Daerah-daerah tangkapan air sudah banyak dipenuhi permukiman. Pada masa lalu, pemerintah kolonial melarang daerah Kemang dan sekitarnya dijadikan permukiman. Daerah ini untuk pertanian karena jika terjadi banjir, tidak menimbulkan kerugian yang cukup besar. 
Kini, daerah tersebut sudah penuh dengan permukiman, begitu juga daerah-daerah yang lain.

”The Greater Jakarta”

Mencermati gejala ini, selama ini sebenarnya kita ”gagal” membangun masyarakat di daerah aliran sungai. Pemerintah terlalu asyik membangun infrastruktur, tetapi lupa memberdayakan masyarakat. Akibatnya, sungai sebagai bagian hidup dari masyarakat sekitarnya terlupakan. Untuk itu, perlu didorong tumbuhnya komunitas-komunitas yang peduli terhadap sungai.

Pemahaman bahwa sungai adalah ”halaman depan” sangat penting. Ketika masyarakat masih berpikir bahwa sungai adalah ”halaman belakang”—yang dapat diartikan sebagai tempat membuang kotoran—belum berubah, dukungan dari masyarakat untuk merawat sungai masih jauh dari harapan.

Untuk menata Jakarta, pemerintah pernah mewacanakan konsep ”The Greater Jakarta”, yaitu perluasan Jakarta tanpa penyatuan wilayah administratif atau wewenang pemerintahan di bawah Pemerintah Provinsi DKI. Melalui konsep ini, beban Jakarta dibagi ke wilayah penyangga.

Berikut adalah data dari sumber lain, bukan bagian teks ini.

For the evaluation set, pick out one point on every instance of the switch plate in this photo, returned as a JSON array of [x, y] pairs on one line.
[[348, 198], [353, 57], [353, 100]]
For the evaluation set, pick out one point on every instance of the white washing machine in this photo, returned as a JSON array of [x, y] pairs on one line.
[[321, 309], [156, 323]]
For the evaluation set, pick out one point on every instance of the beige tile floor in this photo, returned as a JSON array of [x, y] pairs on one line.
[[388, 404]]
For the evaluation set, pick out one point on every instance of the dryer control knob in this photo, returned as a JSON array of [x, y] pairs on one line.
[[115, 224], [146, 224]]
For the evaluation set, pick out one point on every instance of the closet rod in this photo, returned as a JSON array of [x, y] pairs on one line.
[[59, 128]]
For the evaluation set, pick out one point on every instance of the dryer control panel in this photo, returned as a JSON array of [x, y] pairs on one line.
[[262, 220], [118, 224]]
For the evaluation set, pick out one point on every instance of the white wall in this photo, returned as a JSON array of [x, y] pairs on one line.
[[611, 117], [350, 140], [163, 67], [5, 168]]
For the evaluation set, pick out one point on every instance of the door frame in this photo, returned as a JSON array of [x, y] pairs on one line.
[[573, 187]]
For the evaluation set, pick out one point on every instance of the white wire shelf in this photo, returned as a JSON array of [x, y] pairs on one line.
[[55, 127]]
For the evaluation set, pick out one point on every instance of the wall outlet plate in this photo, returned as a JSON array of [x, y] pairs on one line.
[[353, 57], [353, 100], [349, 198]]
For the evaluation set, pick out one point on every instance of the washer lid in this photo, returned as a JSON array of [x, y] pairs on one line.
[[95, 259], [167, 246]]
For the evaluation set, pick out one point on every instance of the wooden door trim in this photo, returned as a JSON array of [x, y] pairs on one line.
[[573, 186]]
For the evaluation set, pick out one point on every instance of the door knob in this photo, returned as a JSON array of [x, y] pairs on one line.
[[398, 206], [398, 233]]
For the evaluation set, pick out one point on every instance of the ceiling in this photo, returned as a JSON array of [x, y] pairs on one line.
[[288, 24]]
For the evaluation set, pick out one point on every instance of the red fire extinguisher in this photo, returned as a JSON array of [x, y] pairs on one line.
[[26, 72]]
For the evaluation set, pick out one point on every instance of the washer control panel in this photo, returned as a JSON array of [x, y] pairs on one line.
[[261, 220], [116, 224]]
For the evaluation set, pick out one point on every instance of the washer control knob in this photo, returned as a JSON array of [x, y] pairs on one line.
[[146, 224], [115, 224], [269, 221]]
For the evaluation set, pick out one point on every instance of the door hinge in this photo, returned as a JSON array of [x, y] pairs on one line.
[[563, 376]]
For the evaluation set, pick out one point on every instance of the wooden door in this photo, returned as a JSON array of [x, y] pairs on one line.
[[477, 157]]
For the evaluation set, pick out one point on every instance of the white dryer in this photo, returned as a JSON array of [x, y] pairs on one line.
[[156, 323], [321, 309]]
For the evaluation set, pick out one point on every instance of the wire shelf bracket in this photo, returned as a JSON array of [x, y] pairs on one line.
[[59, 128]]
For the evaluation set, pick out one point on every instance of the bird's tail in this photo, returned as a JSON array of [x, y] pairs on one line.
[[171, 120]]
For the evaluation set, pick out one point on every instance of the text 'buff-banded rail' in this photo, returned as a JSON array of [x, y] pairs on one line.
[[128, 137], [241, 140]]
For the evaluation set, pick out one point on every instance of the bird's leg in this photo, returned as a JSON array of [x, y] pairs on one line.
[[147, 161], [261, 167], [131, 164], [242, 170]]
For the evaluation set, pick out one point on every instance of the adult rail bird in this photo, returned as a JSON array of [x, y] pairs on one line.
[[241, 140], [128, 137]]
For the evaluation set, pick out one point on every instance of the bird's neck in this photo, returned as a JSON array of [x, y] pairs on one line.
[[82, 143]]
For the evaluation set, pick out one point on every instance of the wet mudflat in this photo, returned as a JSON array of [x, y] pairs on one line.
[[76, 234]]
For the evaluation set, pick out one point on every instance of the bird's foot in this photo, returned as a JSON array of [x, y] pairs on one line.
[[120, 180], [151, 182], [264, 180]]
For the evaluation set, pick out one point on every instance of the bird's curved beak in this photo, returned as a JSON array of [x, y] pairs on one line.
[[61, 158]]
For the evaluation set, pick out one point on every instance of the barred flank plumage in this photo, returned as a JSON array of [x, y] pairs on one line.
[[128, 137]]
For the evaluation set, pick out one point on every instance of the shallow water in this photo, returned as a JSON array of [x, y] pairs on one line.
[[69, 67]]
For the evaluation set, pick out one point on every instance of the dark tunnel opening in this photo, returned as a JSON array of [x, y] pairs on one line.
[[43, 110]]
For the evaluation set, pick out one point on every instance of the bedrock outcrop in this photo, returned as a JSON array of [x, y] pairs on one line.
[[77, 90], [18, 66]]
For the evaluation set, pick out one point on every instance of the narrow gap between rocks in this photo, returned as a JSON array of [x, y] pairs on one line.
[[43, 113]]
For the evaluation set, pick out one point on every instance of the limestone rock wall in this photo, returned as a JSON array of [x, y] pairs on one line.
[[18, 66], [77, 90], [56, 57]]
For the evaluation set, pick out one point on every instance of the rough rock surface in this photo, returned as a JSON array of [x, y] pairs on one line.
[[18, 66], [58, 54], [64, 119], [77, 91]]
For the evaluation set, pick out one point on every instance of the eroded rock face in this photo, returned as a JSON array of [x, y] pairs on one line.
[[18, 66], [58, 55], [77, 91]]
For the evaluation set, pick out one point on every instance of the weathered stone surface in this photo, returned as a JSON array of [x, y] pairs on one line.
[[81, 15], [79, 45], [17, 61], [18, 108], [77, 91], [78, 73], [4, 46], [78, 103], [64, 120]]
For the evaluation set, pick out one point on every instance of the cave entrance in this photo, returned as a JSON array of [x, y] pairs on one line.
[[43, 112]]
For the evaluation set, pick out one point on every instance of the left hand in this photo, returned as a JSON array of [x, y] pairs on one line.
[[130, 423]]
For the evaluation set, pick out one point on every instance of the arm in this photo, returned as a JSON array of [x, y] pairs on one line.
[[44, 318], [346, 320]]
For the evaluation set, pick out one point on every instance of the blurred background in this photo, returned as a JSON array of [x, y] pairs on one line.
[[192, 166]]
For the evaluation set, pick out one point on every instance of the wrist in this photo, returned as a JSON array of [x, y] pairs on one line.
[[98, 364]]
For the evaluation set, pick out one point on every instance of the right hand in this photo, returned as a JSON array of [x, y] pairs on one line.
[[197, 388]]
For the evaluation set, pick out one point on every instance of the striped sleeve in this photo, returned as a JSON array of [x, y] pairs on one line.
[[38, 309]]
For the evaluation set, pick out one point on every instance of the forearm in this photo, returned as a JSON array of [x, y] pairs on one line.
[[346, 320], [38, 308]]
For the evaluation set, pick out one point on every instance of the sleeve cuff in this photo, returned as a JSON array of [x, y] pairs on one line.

”The Greater Jakarta” merupakan solusi bagi masalah kemacetan lalu lintas, kepadatan penduduk, permukiman kumuh, pengolahan limbah, tata ruang amburadul, aliran sungai dan kanal, keterbatasan infrastruktur, serta sejumlah masalah ekologis. Kawasannya mencakup wilayah Depok, Bogor, Tangerang, Bekasi, Cianjur, Cikampek, Subang, Sukabumi, dan Purwakarta.

Negara dengan konsep the greater paling sukses adalah The Greater Vancouver Regional District (GVRD), salah satu konsep perluasan wilayah ibu kota paling sukses di dunia. Merujuk konsep GVRD, untuk mewujudkan ”The Greater Jakarta”, pemerintah setiap wilayah Jabodetabek mengirimkan wakilnya ke sebuah badan otorita. Badan inilah yang membuat keputusan sejumlah bidang, mulai dari tata ruang, moda dan jalur transportasi, hingga pengelolaan lingkungan. Eksekusi keputusan tetap dilakukan oleh setiap pemerintah.

Jika mengikuti perkembangan pewacanaan konsep The Greater Jakarta sejak digulirkan, belum terasakan bagaimana sebuah koordinasi antarwilayah ini akan dilakukan. Bahkan, boleh dibilang bahwa rencana itu hanya berhenti di tingkat wacana, tidak terlihat bagaimana konsep itu akan dijalankan. Setiap daerah memang membuat rencana penataan, tetapi bagaimana bentuk integrasi antarkawasan tidak tampak dalam sejumlah kebijakan yang diterapkan.

Tanpa koordinasi antarwilayah, kita harus bersiap dengan ”megaproblem” Jakarta yang tidak pernah selesai. Dan, bersiaplah menghadapi banjir dan genangan dari masa ke masa!